I ended up writing this twice or thrice.  Also what I call
phosphor-initfs is actually the package obmc-phosphor-initfs.bb
found in meta-phosphor/recipies-phosphor/initrdscripts/.

There are two issues.  One is that there is no graphics
library or console code for the aspeed bmc.  I understand a 
text rendering library was added for boot monitoring). But 
if you are starting from the host up, then use the host to 
drive the GUI and just establish a command session (network, 
USB to host, or serial).  

The biggest limitation is we use squashfs for file system 
for space efficency.  This is a read-only filesystem that 
contains references between different pieces that is loaded
and decompressed by the kernel on demand.  That means you can
not be running on the copy in flash while trying to update
that copy in the flash.

If you have space for two copies then you can update the
second copy while the primary is online.  This is supported
in the UBI and eMMC layouts upstream.

If you only have flash space for one copy then you have to
arrange for something more limited.  Either way you are 
subject to bricking on interrupted flash unless you do
something exotic like repurpose the host chip as a backup
BMC during the process.   But if its just the feedback
then the upstream code has help that isn't in the Redfish
flow.

====
Once

The "static" mtd layout with phosphor-initfs has support 
for both loading the static flash content into RAM, allowing 
the update to occur with full services running, and as  a 
backup on shutdown it will apply the update on bmc reboot 
by switching back to the initramfs and performing the flash 
from there.  The status of the later update is only visible 
on the console, which might be hidden on an internal serial 
cable by default.

Unfortunately the "prepare for update" method that was in 
the original update instructions and tells the BMC init 
"hey, load all this content into ram, so that you can write 
over the flash" got lost in the "we must be limited to what 
RedFish can support".  The code is still in the low level 
scripts but the fancy rest api is missing.  Also with the 
addition of code verification the actual flash progress 
was hidden.

The phosphor-initfs scripts also allow a new filesystem 
image to be downloaded over the network if you wish to test.
This doesn't have signature checking code, and it can be
disabled by build options.

All of the options to phosphor-initfs can be set by u-boot 
environment variables (one of which is cleared by a systemd
unit each boot, on that is not) and by the kernel command 
line.

Note: I highly suggest not to use image-bmc (for the whole
flash) as this erases the entire flash (although we try to
write back the u-boot environment), but instead use image-kernel, 
image-rofs, etc to allow the prior rwfs and u-boot to persist.
Some bad assertions may have migrated into the code-update 
rest endpoints and we should accept patches.

Bottom Line:

Put the BMC in maintence mode and you can update the image
while the stack is running.  You can then use ssh to 
display the flash progress.  If you need a fancy gui and 
not the internal serial then use the host, or write the 
rest of the graphics stack.

If you need the reliable backout then you need space for 
a second image, even if its smaller due to being emergency
servies only.

PS:  There were some flashes we tried early that had 
horrible erase times -- over 20 minutes for a full
erase.  Check the specs for the parts you provide vs 
others in the market, the better ones erase in a few
minutes.

PPS:  The reason we added UBI was its feature to use
the whole flash for wear leveling (minus the bootloader
that is outside the UBI partition).

=======================================
Twice: Going back to the scenerio again

>I just need to launch a GUI tool with host administrative privileges,
>select the upgrade file, and queue an upgrade to happen when I reboot
>the machine.  I queue the update, start the reboot, and stick around
>to see the upgrade progress on the screen while it's booting back up.
> Because I can see the status on the screen, I know what is happening
>and don't pull the power plug due to only seeing a black screen and
>power LED for 10 minutes.  Finally, the machine loads the OS and I
>verify the new control widget is working properly.

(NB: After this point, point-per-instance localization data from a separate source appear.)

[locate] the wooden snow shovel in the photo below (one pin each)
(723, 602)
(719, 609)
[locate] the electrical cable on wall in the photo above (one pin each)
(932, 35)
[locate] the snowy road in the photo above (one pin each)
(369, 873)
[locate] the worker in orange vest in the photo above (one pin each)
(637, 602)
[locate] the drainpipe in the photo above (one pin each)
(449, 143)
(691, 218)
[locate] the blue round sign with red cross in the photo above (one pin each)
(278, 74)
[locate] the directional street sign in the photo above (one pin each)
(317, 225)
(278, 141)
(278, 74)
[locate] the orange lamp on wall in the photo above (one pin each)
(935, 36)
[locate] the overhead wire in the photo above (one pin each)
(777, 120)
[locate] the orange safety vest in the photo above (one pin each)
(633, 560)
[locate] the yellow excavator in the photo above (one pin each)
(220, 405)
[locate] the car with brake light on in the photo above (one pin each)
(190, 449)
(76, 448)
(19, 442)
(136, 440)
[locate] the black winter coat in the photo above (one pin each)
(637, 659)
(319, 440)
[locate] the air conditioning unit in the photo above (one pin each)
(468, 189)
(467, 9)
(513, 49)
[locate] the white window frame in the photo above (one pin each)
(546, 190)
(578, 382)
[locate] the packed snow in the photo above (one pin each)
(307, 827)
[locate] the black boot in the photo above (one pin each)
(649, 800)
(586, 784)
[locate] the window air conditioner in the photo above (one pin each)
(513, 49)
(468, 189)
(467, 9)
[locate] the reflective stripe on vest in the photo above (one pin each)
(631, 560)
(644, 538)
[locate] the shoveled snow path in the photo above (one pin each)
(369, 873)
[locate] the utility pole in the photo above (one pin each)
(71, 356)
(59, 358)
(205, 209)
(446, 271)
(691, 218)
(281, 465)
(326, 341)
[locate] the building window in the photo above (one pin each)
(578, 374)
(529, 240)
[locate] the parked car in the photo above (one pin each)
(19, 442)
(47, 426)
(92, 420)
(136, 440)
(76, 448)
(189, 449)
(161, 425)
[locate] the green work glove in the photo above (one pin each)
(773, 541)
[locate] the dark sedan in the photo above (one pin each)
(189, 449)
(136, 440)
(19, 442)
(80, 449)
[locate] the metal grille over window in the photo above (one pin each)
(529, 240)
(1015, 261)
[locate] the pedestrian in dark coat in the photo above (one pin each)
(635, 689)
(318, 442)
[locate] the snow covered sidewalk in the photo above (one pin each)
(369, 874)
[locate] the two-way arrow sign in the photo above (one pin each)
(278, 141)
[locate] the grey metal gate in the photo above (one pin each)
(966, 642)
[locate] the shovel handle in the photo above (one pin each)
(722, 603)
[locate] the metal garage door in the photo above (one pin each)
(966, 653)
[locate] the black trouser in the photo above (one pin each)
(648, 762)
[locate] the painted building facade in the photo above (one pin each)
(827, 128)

If the gui is on the host, with todays stock phosphor-initfs, you need
1) a connection from the host to the bmc
   ethernet, serial, usb ethernet etc  
   (to copy files from host to BMC RAM and to monitor command output)

2) hardware ability to reboot bmc with host surviving
 - all userspace has to be replaced with those on the filesystem in RAM
 - can be shortened slightly by preloading image in BMC before shuting
   down services if the current kernel is compatible.  This can be the
   old or new image.

 - or -

 Boot the host for GUI support with the BMC in an optimized
 update mode.

  This can be before or after the file is downloaded to the
  host.

3) Once the bmc is running from a squashfs in RAM (and if you want
to clean the rwfs overlay, persist on clean reboot/shutdown mode),

- copy the image to the bmc 
- validate as required (preferably somewhere under /run)
- move imgage-rofs , kernel, etc as needed to /run/initramfs
- /run/initramfs/update 
    (which checks the fs is not obviously mounted,
     runs flashcp, which has status on stdout
     moves files successfully written
     and then writes selected overlay content back to rwfs
- check the images were all written
- reboot

=================
Option Three:
This might be a better experience but needs some software work
to enable kexec on the 2500.   

Transfer the FS and kernel to the BMC RAM, and kexec the kernel
(note patches on the list for 2600 need to test and maybe a bit of
coding for the 2500).  Optionally this can contain the virt pnor
image too.  After the BMC boots from the system in RAM boot the
host from vpnor image in RAM then use the host to drive the GUI
to acknoledge and initiate the flash as desired.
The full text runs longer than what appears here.